Qual a maior ou melhor mentira que você já contou? “Sou sou caseiro e não gosto de sair. Então, às vezes, pintam umas mentiras neste sentido para não ir a algum lugar. Mas tem uma história com mentira boa também. Estava saindo com uma pessoa e pintou uma paquera. Almocei com a que estava saindo e queria sair com a outra. Aí, eu disse que passei mal com o nhoque que comi no almoço. Menti tão bem que nunca mais comi o nhoque do lugar, mesmo sabendo que era mentira. Esse é o bom mentiroso: que mente tão bem, vive aquela mentira e ela vira verdade. A mentira boa, você tem que construir ela bem”, detalha.

“Respiro de vida”

Aos 60 anos, Jackson Antunes nascido em Carnaúba, Minas Gerais, também revela os tipos de mentiras que vem à memória: “Quando eu vou na minha terra, sempre que chego em casa aparece alguém pedindo dinheiro emprestado e não é pouco não . As pessoas te veem na TV em novela e acham que você tem muito dinheiro. Já me pediram R$ 5 milhões para comprar uma fazenda. Sabe o que eu respondi? Disse assim: “Meu amigo, não vou poder fazer isso agora, porque acabei de comprar um fazenda em Goiás que custou R$ 10 milhões. Deixa para depois, para o mês que vem”.

“O filme traz também o lado telúrico da vida. O seu Ariano - com quem tive a satisfação de conviver um pouco - era a própria poesia, a própria ternura" (Foto: Helena Barreto)

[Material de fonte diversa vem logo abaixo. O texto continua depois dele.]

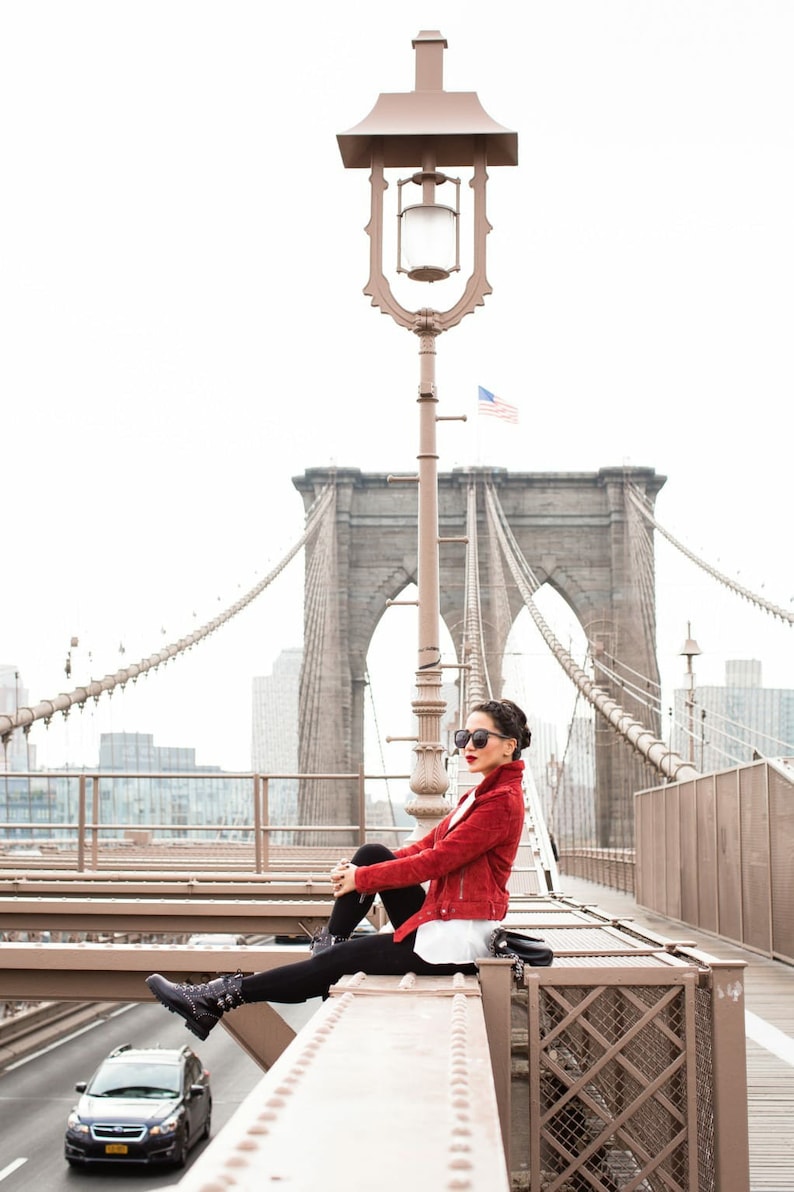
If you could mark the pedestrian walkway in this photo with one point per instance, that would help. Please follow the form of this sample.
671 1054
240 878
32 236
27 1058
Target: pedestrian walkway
769 1024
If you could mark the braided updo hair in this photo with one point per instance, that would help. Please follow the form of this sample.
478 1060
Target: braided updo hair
510 720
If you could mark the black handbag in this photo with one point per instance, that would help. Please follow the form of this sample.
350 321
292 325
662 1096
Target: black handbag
521 949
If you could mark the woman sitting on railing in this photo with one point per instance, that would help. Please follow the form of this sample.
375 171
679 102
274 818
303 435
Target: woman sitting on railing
466 860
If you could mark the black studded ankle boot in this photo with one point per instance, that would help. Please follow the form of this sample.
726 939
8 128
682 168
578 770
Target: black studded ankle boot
200 1005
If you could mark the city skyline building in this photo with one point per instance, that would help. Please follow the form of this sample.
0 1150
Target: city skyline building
719 727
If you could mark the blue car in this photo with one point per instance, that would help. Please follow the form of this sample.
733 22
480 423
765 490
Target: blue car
146 1105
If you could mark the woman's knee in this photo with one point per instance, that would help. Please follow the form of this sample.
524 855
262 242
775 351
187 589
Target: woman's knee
371 854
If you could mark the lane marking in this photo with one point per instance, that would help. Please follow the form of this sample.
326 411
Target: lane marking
12 1167
769 1037
51 1047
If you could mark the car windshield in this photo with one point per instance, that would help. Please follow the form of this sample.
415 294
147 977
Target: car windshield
136 1079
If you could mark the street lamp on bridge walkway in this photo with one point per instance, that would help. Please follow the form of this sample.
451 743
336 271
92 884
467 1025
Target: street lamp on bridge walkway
425 130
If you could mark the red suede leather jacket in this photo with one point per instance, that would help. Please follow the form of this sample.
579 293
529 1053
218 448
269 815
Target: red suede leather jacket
469 864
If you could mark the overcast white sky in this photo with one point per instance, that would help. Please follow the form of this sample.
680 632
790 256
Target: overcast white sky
183 327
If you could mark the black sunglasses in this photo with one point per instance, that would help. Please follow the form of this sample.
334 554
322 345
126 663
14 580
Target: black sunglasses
478 738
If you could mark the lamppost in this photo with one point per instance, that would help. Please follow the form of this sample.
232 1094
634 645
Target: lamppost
425 130
690 650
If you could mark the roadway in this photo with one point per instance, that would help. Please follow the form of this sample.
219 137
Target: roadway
37 1093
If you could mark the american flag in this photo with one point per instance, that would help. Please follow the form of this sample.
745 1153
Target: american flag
488 403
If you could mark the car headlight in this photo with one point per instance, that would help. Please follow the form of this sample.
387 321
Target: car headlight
167 1127
75 1124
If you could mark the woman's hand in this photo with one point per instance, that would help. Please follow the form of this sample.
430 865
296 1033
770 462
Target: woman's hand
343 879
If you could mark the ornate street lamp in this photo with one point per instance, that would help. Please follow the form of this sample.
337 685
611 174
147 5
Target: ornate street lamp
425 130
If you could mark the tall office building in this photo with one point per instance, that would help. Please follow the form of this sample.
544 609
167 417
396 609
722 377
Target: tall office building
724 726
132 799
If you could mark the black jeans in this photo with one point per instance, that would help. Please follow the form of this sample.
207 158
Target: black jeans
374 955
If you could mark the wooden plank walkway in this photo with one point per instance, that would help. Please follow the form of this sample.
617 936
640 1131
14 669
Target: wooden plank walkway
769 994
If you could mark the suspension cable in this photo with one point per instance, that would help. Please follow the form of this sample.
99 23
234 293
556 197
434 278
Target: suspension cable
637 497
664 759
97 688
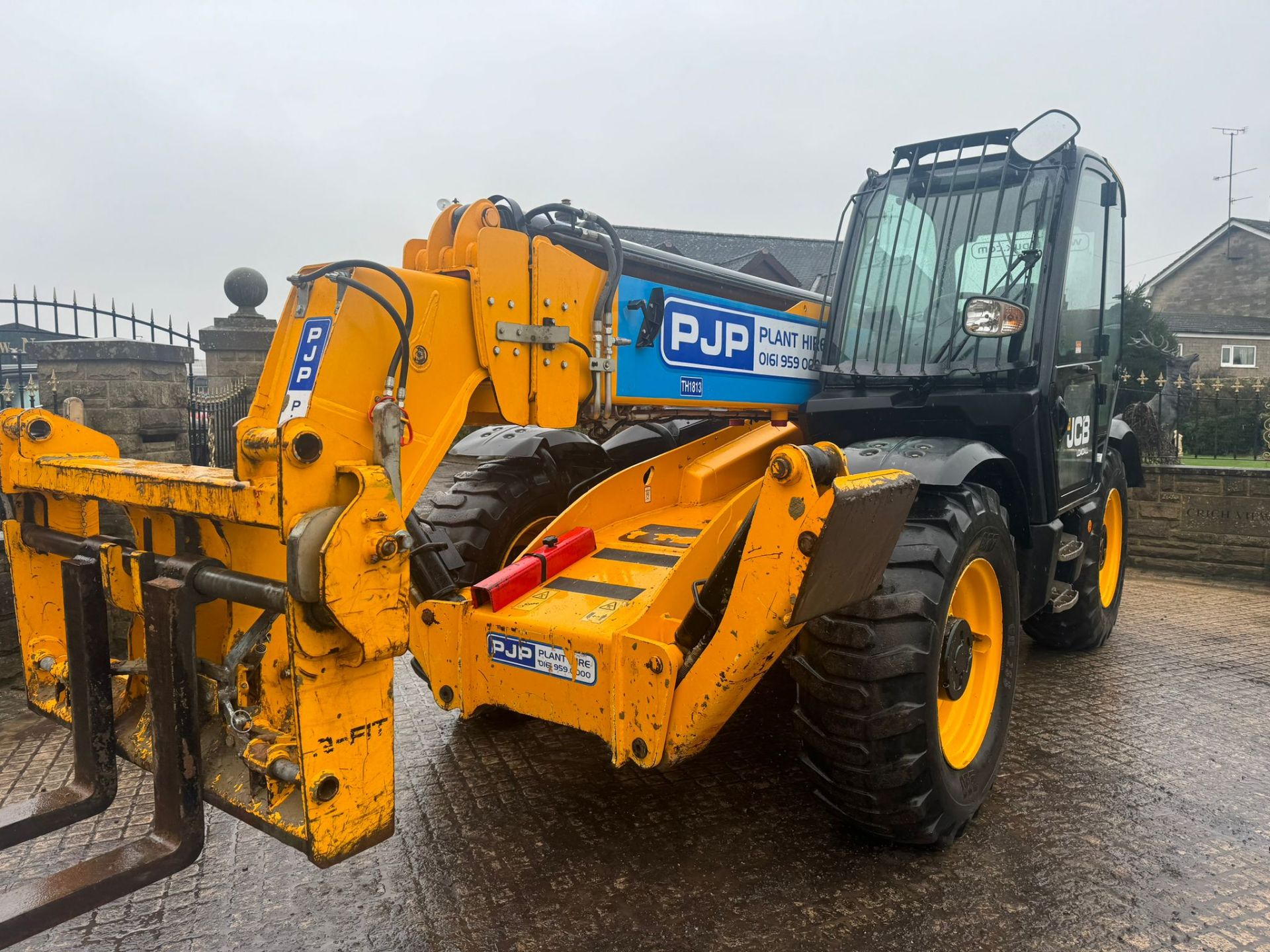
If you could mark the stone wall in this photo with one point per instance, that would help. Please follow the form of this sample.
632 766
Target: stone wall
135 391
235 349
1202 521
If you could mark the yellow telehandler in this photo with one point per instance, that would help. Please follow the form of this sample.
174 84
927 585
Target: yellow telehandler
884 485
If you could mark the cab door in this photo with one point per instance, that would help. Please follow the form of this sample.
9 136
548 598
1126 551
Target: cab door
1089 332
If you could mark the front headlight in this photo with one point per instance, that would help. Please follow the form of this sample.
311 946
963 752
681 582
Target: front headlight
994 317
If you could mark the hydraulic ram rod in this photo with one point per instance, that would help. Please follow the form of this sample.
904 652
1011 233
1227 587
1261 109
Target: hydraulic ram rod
210 579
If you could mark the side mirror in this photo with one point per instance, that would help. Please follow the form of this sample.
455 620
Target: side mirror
1044 136
992 317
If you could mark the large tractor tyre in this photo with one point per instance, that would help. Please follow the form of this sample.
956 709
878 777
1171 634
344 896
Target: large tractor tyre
1099 580
493 512
904 699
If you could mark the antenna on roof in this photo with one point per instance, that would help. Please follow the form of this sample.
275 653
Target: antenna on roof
1230 180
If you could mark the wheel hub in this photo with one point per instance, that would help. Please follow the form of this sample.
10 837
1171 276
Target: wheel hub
958 656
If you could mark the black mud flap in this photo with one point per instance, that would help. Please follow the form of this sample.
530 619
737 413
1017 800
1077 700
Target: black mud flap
857 542
175 834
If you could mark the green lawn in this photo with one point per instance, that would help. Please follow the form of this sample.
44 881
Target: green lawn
1226 462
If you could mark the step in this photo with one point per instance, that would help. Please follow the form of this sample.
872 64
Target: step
1062 597
1070 547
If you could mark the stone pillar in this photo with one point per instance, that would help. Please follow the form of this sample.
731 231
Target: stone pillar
237 346
135 391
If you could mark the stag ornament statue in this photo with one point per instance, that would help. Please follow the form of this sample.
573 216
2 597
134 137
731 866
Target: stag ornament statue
1162 408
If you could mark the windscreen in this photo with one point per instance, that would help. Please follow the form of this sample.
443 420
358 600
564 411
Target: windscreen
925 240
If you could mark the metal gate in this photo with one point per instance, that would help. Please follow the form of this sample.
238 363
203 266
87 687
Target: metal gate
212 418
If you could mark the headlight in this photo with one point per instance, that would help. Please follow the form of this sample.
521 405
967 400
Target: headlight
994 317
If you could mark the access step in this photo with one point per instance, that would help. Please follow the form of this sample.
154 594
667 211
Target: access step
1070 547
1062 597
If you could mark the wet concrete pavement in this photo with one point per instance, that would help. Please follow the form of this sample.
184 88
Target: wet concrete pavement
1132 813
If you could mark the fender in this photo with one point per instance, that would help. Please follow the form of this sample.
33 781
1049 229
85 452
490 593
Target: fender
570 450
574 460
1124 441
948 461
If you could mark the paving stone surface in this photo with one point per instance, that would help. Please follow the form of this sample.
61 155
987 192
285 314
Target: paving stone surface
1132 813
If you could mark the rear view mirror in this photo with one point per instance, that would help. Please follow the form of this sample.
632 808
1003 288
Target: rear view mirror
1044 136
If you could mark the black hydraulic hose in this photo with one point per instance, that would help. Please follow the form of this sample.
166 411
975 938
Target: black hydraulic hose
309 277
589 357
613 251
397 319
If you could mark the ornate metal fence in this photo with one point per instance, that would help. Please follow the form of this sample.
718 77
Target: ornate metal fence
75 320
212 418
48 319
1216 418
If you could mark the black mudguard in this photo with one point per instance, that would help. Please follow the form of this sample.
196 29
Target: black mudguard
1124 441
575 462
947 461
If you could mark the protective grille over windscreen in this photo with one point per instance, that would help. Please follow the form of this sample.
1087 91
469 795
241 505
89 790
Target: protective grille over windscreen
949 221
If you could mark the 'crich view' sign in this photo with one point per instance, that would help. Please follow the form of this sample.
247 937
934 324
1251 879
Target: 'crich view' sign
1227 514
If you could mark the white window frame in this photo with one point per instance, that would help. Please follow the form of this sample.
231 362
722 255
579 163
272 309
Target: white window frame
1228 356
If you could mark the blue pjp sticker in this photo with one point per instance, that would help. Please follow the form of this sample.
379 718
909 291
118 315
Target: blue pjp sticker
545 659
304 371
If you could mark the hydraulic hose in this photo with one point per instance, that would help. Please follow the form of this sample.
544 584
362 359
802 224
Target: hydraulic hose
393 313
603 331
403 356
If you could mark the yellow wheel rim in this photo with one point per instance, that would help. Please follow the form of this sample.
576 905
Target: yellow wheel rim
1113 547
527 535
964 721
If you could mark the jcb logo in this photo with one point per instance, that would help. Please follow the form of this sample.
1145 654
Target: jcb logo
1079 432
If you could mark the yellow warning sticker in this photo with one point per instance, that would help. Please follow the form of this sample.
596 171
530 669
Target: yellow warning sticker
600 612
534 601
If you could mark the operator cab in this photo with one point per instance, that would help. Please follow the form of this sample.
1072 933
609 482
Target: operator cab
978 298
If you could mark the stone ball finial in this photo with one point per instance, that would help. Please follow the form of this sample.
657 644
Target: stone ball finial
245 288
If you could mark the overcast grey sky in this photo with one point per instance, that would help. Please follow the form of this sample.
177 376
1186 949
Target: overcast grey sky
149 149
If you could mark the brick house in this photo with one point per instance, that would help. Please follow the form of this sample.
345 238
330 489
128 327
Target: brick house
1227 346
1216 299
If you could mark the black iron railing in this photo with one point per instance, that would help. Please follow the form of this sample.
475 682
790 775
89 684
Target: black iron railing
1206 418
212 420
75 320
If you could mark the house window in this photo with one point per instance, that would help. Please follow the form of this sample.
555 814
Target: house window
1238 356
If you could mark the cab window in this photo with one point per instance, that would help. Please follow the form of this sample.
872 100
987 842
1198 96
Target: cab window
1082 286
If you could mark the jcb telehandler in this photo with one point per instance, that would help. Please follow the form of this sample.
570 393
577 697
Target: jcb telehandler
886 485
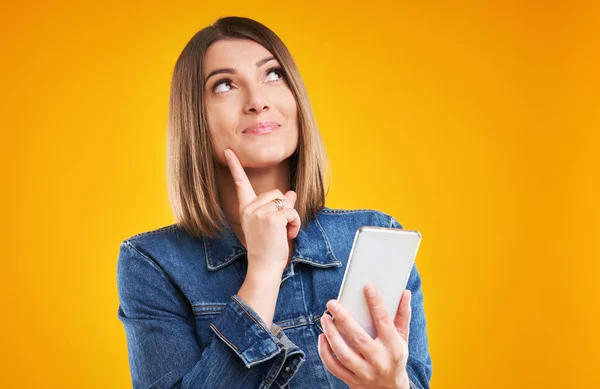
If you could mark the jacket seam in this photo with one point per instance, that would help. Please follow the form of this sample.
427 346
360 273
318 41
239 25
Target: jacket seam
249 315
155 231
224 337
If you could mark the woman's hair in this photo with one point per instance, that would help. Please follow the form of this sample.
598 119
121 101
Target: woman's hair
191 164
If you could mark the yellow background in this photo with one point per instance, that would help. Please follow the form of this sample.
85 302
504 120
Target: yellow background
476 124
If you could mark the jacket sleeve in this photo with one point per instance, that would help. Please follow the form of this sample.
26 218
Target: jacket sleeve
163 350
418 366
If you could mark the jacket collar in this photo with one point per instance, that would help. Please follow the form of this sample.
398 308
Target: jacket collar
312 246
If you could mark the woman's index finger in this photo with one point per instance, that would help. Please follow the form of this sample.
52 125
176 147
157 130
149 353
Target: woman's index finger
244 189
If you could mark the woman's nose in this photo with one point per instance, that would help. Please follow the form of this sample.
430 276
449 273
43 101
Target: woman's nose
255 101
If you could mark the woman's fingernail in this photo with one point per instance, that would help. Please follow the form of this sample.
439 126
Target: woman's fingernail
333 306
371 291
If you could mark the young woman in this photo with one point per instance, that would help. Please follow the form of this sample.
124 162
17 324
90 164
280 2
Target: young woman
234 294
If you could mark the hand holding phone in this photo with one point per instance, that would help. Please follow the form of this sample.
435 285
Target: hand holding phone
383 257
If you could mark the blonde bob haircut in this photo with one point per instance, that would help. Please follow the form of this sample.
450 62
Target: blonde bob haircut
191 163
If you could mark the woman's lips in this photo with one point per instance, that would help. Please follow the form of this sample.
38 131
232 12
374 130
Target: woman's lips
261 128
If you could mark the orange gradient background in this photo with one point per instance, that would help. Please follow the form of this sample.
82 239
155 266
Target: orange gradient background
476 124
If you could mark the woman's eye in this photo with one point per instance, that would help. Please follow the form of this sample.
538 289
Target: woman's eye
274 71
219 86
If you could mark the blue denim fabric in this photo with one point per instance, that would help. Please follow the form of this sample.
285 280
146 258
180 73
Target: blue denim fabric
186 327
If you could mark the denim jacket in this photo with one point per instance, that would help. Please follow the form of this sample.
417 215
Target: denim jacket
186 327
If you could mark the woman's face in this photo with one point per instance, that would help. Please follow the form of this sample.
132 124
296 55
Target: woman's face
246 86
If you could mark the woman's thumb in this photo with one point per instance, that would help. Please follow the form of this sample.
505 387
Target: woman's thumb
291 196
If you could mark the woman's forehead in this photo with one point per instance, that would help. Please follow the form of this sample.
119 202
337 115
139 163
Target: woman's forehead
238 54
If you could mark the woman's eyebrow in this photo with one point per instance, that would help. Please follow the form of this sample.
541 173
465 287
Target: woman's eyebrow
233 71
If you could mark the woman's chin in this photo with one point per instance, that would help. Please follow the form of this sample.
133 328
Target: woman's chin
263 160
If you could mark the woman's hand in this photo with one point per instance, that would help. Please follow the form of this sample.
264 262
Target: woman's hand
267 231
368 363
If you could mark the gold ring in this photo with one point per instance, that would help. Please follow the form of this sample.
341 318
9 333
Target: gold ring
278 204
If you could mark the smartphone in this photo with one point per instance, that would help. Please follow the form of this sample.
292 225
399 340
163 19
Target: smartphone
381 256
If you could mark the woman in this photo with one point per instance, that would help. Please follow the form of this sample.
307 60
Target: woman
234 294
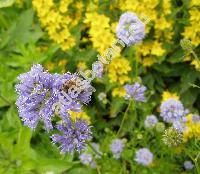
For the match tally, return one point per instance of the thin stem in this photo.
(98, 168)
(95, 151)
(195, 56)
(122, 123)
(195, 161)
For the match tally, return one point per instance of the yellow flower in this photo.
(191, 31)
(50, 66)
(118, 70)
(196, 64)
(167, 95)
(120, 92)
(192, 129)
(81, 65)
(100, 31)
(157, 49)
(147, 53)
(80, 115)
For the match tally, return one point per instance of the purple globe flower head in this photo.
(116, 147)
(74, 136)
(172, 110)
(130, 29)
(195, 118)
(97, 148)
(97, 68)
(36, 97)
(135, 91)
(150, 121)
(188, 165)
(75, 87)
(144, 157)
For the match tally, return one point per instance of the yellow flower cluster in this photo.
(78, 115)
(118, 70)
(100, 31)
(167, 95)
(193, 129)
(55, 19)
(192, 31)
(148, 53)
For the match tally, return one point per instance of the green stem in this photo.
(124, 117)
(195, 56)
(4, 99)
(195, 160)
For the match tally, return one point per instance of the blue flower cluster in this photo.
(42, 95)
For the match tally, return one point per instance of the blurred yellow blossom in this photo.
(99, 31)
(118, 70)
(147, 53)
(192, 129)
(78, 115)
(167, 95)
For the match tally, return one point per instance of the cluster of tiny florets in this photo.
(172, 137)
(130, 29)
(43, 95)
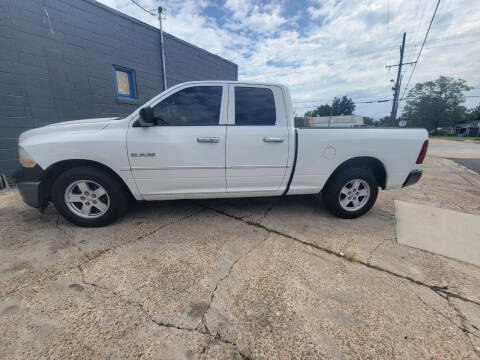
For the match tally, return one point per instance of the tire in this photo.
(345, 203)
(101, 198)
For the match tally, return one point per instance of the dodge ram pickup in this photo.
(211, 139)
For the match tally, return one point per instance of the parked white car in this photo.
(211, 139)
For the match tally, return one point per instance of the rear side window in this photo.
(254, 106)
(193, 106)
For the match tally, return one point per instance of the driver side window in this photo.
(192, 106)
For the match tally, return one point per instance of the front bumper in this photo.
(413, 177)
(30, 191)
(29, 183)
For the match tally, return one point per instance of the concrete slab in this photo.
(453, 149)
(472, 164)
(441, 231)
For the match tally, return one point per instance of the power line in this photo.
(420, 52)
(151, 12)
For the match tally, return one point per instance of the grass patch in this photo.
(456, 138)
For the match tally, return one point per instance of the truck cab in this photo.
(210, 139)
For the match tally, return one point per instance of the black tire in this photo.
(331, 192)
(116, 197)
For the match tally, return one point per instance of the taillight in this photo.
(423, 152)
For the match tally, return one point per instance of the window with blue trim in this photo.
(124, 82)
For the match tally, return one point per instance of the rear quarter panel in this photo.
(321, 151)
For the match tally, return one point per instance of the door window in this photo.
(192, 106)
(254, 106)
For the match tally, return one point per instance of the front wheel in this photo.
(351, 193)
(88, 196)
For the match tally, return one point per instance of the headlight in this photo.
(25, 158)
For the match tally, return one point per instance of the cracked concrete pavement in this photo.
(238, 278)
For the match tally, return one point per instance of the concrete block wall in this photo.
(56, 59)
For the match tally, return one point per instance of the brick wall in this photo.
(59, 67)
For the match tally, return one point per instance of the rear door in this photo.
(257, 139)
(183, 155)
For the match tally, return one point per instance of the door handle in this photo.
(208, 139)
(272, 139)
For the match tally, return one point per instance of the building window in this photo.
(124, 82)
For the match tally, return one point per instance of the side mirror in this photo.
(146, 117)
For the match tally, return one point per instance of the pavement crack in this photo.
(370, 255)
(464, 325)
(229, 272)
(159, 323)
(438, 289)
(270, 208)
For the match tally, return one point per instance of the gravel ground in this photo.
(238, 278)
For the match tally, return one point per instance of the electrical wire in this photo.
(143, 8)
(420, 52)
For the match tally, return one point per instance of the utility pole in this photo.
(331, 111)
(397, 84)
(160, 13)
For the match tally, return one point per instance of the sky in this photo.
(327, 48)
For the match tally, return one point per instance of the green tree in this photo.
(386, 121)
(473, 114)
(367, 120)
(434, 104)
(340, 106)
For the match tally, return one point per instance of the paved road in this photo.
(238, 278)
(454, 149)
(472, 164)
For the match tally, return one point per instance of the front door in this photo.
(183, 155)
(257, 140)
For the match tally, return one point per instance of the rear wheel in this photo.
(351, 193)
(88, 196)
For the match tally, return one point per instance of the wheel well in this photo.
(365, 162)
(52, 172)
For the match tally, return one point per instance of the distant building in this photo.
(468, 129)
(337, 121)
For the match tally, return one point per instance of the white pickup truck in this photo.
(211, 139)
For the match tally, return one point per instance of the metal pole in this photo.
(397, 101)
(331, 111)
(160, 12)
(397, 84)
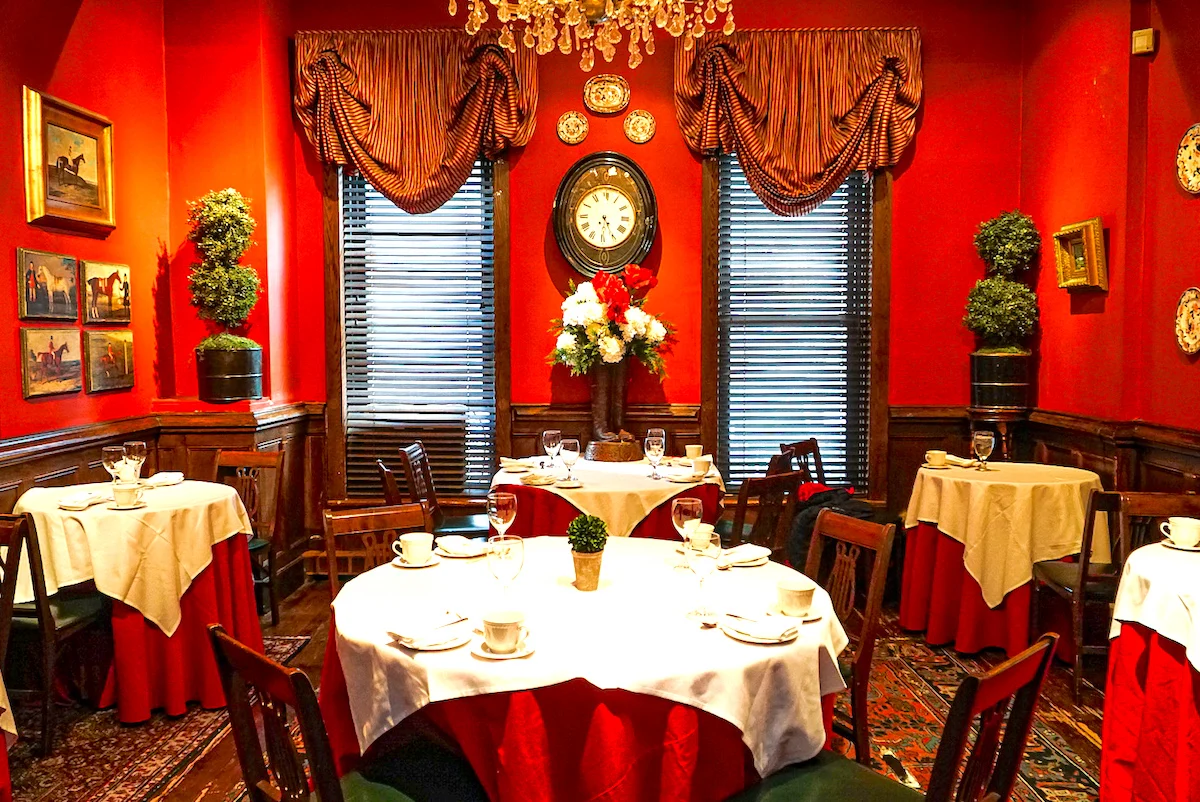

“O filme traz também o lado lúdico da vida. Ariano Suassuna, com quem tive a satisfação de conviver um pouco, era a própria poesia, a própria ternura” (Foto: Helena Barreto)

Ele contou que na época em que recebeu o convite para viver o palhaço Romeu em uma das histórias do longa, havia passado por um problema de saúde. “Tinha saído de duas cirurgias e ficado 30 internado. O personagem Romeu me deu um ‘respiro de vida’. Agradeço ao Zé Belmonte e aos deuses. Dessa situação e do convite para o filme já se passaram quase três anos. Os médicos me davam 5% de chances de sobreviver. E hoje estou aqui”, relembra Jackson, que, no filme, vive um palhaço amigo do personagem de Renato Góes, Fabiano, um jovem que não acredita em nada, e que apesar do ceticismo fica intrigado quando ouve um mistério circense envolvendo a mãe (Cássia Kis) e o pai, supostamente morto há anos.

O ator compartilha ainda, que conheceu Ariano Suassuna. “O filme traz também o lado lúdico da vida. Ariano Suassuna, com quem tive a satisfação de conviver um pouco, era a própria poesia, a própria ternura. Tem uma ingenuidade gostosa neste filme. E ele é muito oportuno, especialmente neste momento e na nossa forma de ver o outro através da mentira. As mentiras podem mudar o comportamento humano, podem mudar até o rumo da humanidade. Mas, quando ela saudável, ela pode trazer esperança para o ser humano também”, diz e exalta mais uma vez a sua escolha para o papel: “O circo é muito importante na minha vida. A simplicidade do circo e do povo do circo”.